The early vote results for the 2012 proxy season show three key developments:

  1. Overall director opposition votes remain low, while exposure to targeted “vote no” campaigns increases. Director opposition votes remain low following a spike in 2009, but recent “vote no” campaigns – targeting at least 14 directors and 9 companies so far – suggest some investors are applying a more selective and targeted approach to pursuing reform on certain boards.
  2. Proactive companies secure high support on SOP proposals. In the second year of mandatory SOP, overall support levels remain strong, averaging 91.0% compared with 91.5% in 2011, and fewer SOP proposals have received less than 50% support compared to the same period last year. Companies are securing high support for their pay programs by proactively engaging with shareholders, enacting pay reforms and improving messaging in the proxy statement.

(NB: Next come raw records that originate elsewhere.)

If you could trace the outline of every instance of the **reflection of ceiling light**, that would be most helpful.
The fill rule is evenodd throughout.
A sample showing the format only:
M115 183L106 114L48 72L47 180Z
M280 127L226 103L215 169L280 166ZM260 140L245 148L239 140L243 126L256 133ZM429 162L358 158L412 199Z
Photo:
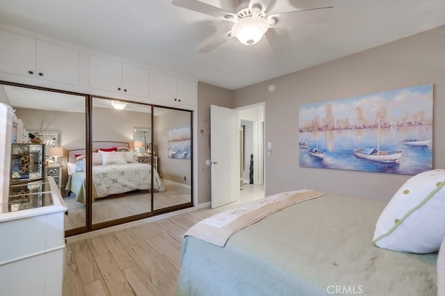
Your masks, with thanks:
M232 35L245 45L253 45L261 40L267 32L269 25L260 17L248 17L241 19L232 27Z
M125 106L128 105L128 103L125 103L124 101L108 101L108 104L111 104L113 108L116 110L124 110Z

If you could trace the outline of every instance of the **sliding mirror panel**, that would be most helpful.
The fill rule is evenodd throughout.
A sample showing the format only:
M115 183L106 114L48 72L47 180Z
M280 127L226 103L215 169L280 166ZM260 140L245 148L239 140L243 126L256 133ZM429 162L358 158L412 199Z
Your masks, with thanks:
M0 101L15 109L15 142L44 145L45 175L54 177L68 208L65 230L84 231L86 208L77 195L86 194L86 172L71 151L86 145L87 97L5 83Z
M192 202L192 113L154 108L152 151L161 190L154 191L155 211L172 211Z
M147 217L152 106L96 97L92 105L92 227Z

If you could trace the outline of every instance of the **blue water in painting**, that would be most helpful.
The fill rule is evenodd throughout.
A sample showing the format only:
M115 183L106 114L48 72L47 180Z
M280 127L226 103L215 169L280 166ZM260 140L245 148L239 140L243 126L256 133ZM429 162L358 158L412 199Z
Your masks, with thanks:
M378 135L380 133L380 137ZM300 166L331 169L416 174L432 169L432 132L431 126L403 126L386 129L345 129L300 133L299 142L309 148L325 152L323 159L309 154L308 149L298 148ZM403 144L405 139L428 140L428 146ZM400 164L378 163L357 158L354 150L359 147L380 151L402 150Z

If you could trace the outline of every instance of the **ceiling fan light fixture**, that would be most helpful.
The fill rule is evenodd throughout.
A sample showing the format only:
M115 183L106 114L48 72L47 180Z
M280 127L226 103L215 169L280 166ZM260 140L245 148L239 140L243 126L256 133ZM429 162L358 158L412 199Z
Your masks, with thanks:
M259 17L241 19L232 27L232 35L245 45L253 45L263 38L269 28L267 21Z
M108 104L111 104L113 108L118 110L124 110L127 105L128 105L128 103L120 101L108 101Z

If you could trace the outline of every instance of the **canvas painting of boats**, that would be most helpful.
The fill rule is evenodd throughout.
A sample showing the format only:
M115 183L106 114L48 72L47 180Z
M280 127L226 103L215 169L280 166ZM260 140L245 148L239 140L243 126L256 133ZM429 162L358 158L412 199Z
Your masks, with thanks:
M190 126L170 129L167 132L169 158L190 159L191 137Z
M432 169L433 85L302 105L300 167L416 174Z

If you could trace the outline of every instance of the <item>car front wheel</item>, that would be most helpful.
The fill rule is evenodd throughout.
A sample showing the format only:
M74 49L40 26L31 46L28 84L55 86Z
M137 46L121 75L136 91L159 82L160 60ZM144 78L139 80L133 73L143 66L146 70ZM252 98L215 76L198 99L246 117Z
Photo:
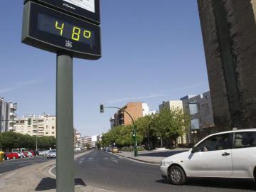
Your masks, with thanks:
M186 182L186 174L178 166L173 166L170 168L169 176L173 184L182 185Z

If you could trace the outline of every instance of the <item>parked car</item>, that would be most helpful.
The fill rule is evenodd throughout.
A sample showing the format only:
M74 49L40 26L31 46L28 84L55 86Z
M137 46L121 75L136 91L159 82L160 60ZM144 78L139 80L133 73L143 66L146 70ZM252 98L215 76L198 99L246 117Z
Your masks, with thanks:
M33 154L29 151L23 151L26 157L32 157Z
M80 148L80 147L75 147L75 148L74 149L74 151L81 151L81 148Z
M38 151L38 155L40 156L46 156L46 151Z
M25 158L25 154L22 152L16 152L18 154L18 158Z
M164 159L160 169L174 184L188 177L242 178L256 181L256 129L211 134L188 151Z
M56 157L56 149L50 150L49 153L47 154L47 159L55 158Z
M35 151L32 150L28 150L28 152L30 152L33 156L35 156Z
M5 154L5 159L16 159L20 158L20 156L18 156L18 154L16 152L11 152Z
M112 153L113 154L117 154L118 153L118 148L117 147L113 147Z

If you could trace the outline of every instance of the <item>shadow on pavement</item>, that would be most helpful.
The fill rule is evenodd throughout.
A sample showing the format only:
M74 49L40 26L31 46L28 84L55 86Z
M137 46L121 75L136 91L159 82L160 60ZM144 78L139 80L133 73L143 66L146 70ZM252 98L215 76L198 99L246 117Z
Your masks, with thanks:
M86 186L85 182L79 178L75 178L75 186ZM50 189L55 189L56 188L56 179L46 177L43 178L41 181L40 181L39 184L36 188L36 191L46 191Z
M169 156L172 156L176 154L182 153L188 151L188 150L183 150L183 151L163 151L163 152L156 152L156 153L148 153L148 154L141 154L139 156L158 156L158 157L167 157Z
M155 182L171 185L166 179L157 180ZM230 189L256 190L256 183L246 179L231 178L188 178L183 185L186 186L201 186L207 188L222 188Z

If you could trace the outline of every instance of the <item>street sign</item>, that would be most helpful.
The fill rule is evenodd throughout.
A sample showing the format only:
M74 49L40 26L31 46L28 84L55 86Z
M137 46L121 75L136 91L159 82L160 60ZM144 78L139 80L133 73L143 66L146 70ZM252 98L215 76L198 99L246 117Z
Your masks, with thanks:
M25 0L25 4L30 0ZM60 9L68 14L100 23L100 0L33 0L48 7Z
M23 22L23 43L53 53L65 51L75 58L101 57L97 25L31 1L24 6Z

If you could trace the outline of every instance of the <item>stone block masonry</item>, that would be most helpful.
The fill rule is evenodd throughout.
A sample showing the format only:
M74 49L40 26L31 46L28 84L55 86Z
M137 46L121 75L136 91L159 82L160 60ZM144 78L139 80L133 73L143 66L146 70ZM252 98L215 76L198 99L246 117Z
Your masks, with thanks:
M198 0L215 131L256 127L256 0Z

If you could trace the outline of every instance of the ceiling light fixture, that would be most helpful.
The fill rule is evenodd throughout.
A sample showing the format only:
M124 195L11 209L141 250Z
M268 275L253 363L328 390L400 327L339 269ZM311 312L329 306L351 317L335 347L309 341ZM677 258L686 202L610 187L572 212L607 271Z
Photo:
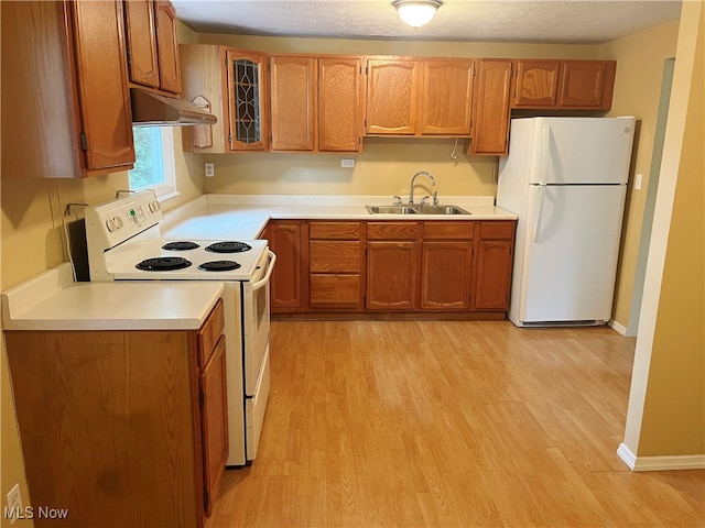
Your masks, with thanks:
M394 0L392 2L399 18L413 29L429 23L441 6L443 6L441 0Z

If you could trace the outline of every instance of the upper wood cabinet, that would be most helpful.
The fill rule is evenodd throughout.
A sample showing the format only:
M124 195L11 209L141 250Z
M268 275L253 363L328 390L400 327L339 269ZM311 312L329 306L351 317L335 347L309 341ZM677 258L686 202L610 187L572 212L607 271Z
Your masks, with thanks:
M368 58L368 135L470 133L473 59Z
M561 63L557 61L517 61L512 107L555 107L558 100Z
M611 108L617 69L615 61L565 61L562 68L560 108Z
M171 2L156 0L156 57L159 59L160 88L181 94L181 65L176 40L176 10Z
M318 57L318 151L362 148L360 57Z
M272 151L359 152L360 58L270 57Z
M512 61L480 59L476 63L470 154L499 156L509 146L509 96Z
M267 55L227 48L227 150L265 151L269 146Z
M422 135L470 134L474 61L438 58L421 62Z
M166 0L124 1L130 80L181 94L176 11Z
M366 134L416 133L419 69L415 59L367 61Z
M154 23L153 0L129 0L124 2L124 29L127 31L130 80L159 88Z
M314 151L316 146L316 61L270 56L272 151Z
M207 44L178 46L183 95L206 101L218 118L184 127L187 152L265 152L269 147L267 54Z
M1 2L3 177L132 168L122 3ZM12 79L12 81L7 81Z
M609 110L615 61L517 61L512 108Z

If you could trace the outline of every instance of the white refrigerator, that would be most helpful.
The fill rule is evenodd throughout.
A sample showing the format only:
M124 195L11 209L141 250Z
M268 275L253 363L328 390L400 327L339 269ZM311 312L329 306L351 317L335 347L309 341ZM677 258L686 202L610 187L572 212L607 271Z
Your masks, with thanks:
M512 119L497 206L518 217L509 319L611 317L634 118Z

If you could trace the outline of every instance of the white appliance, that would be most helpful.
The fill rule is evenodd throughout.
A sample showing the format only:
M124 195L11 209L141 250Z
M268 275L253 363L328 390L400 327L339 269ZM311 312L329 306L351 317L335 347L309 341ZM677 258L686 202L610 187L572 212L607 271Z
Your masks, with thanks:
M269 280L276 256L265 240L164 239L161 220L151 191L87 207L90 280L224 284L227 465L245 465L257 455L269 395Z
M634 118L512 119L497 206L516 213L509 319L604 324L612 295Z

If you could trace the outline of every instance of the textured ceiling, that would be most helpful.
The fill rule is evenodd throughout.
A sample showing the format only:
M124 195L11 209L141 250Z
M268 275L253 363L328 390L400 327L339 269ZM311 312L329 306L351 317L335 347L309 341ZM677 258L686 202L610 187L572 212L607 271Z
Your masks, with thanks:
M693 0L686 0L693 1ZM391 0L172 0L202 33L599 44L679 19L680 0L444 0L412 30Z

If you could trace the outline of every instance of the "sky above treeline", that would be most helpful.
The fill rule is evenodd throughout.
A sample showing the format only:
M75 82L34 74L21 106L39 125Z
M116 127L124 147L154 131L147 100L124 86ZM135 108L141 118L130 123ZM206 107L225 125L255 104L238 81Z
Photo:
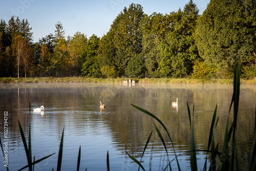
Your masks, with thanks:
M163 14L183 9L189 0L0 0L0 19L8 23L12 15L28 19L33 41L54 34L55 24L59 21L65 36L73 36L77 31L88 37L95 34L102 37L109 31L115 18L132 3L140 4L145 14ZM210 0L194 0L202 14Z

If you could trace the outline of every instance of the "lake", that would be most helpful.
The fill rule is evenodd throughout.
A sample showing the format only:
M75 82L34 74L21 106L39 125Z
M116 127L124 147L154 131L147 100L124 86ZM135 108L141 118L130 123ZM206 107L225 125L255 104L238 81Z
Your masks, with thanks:
M62 170L76 170L80 145L80 170L86 168L88 170L106 170L108 152L111 170L137 170L138 165L126 153L140 161L146 142L153 131L141 162L146 170L159 170L166 166L167 157L155 129L155 122L166 143L169 159L175 158L175 150L179 155L181 169L190 170L190 154L186 152L190 149L190 136L187 102L191 111L195 105L196 148L207 149L216 105L219 119L215 144L219 142L220 146L223 144L232 94L232 85L225 84L0 84L0 136L4 142L4 136L8 136L10 170L17 170L27 164L18 120L27 140L31 125L32 156L35 156L36 160L56 153L36 164L36 170L51 170L53 167L56 170L63 128ZM172 102L176 101L177 98L178 106L174 108ZM99 108L100 100L106 106L104 110ZM256 86L241 85L240 100L238 156L240 167L246 170L253 140ZM131 104L146 110L159 118L170 133L173 145L156 120ZM33 112L32 109L41 105L45 107L43 113ZM4 114L7 112L8 134L5 135ZM197 157L198 166L202 169L206 153L198 153ZM2 159L0 170L4 170L6 169L4 159L0 158ZM177 170L176 161L172 162L172 167Z

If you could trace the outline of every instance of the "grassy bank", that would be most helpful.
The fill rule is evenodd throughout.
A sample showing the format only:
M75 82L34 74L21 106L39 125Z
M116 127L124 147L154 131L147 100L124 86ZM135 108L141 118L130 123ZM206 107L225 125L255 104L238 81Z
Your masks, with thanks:
M85 77L28 77L0 78L1 83L46 83L46 82L105 82L121 83L126 78L92 78ZM231 84L232 79L196 79L189 78L143 78L133 79L141 83L189 83L189 84ZM256 84L256 79L241 80L243 84Z

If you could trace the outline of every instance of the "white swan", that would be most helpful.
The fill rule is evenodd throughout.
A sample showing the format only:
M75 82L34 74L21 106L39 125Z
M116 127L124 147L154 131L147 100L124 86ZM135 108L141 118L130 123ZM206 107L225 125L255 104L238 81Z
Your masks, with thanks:
M99 106L99 108L100 109L104 109L105 104L102 104L101 103L102 103L101 100L100 100L100 105Z
M40 108L33 109L33 110L34 110L34 112L39 112L44 111L45 110L45 107L42 105Z
M178 105L178 98L176 99L176 102L173 102L172 103L173 107L175 107Z

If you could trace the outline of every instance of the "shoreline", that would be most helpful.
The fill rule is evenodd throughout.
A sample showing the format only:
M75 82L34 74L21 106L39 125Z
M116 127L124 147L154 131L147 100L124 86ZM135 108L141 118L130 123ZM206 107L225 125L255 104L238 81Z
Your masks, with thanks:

  3. Shareholders continue to press for greater accountability measures at the board level. Many prominent 2012 shareholder proposals focus on board matters and hot-button environmental and social topics, reflecting investors’ long-standing efforts to improve board responsiveness and accountability. Environmental and social topics represent the largest category of shareholder proposals for the third consecutive year, with the category of corporate political spending and lobbying activity expected to include the largest number of shareholder proposals this year.

”Boards increasingly are being evaluated and held accountable for their level of responsiveness to investors. Results to date show that constructive, ongoing dialogue around key topics of interest can help secure investor support,” said Allie Rutherford, Associate Director of the Corporate Governance Group at Ernst & Young LLP. “As always, boards must balance their response with governance practices that are appropriate for their company’s specific circumstances.”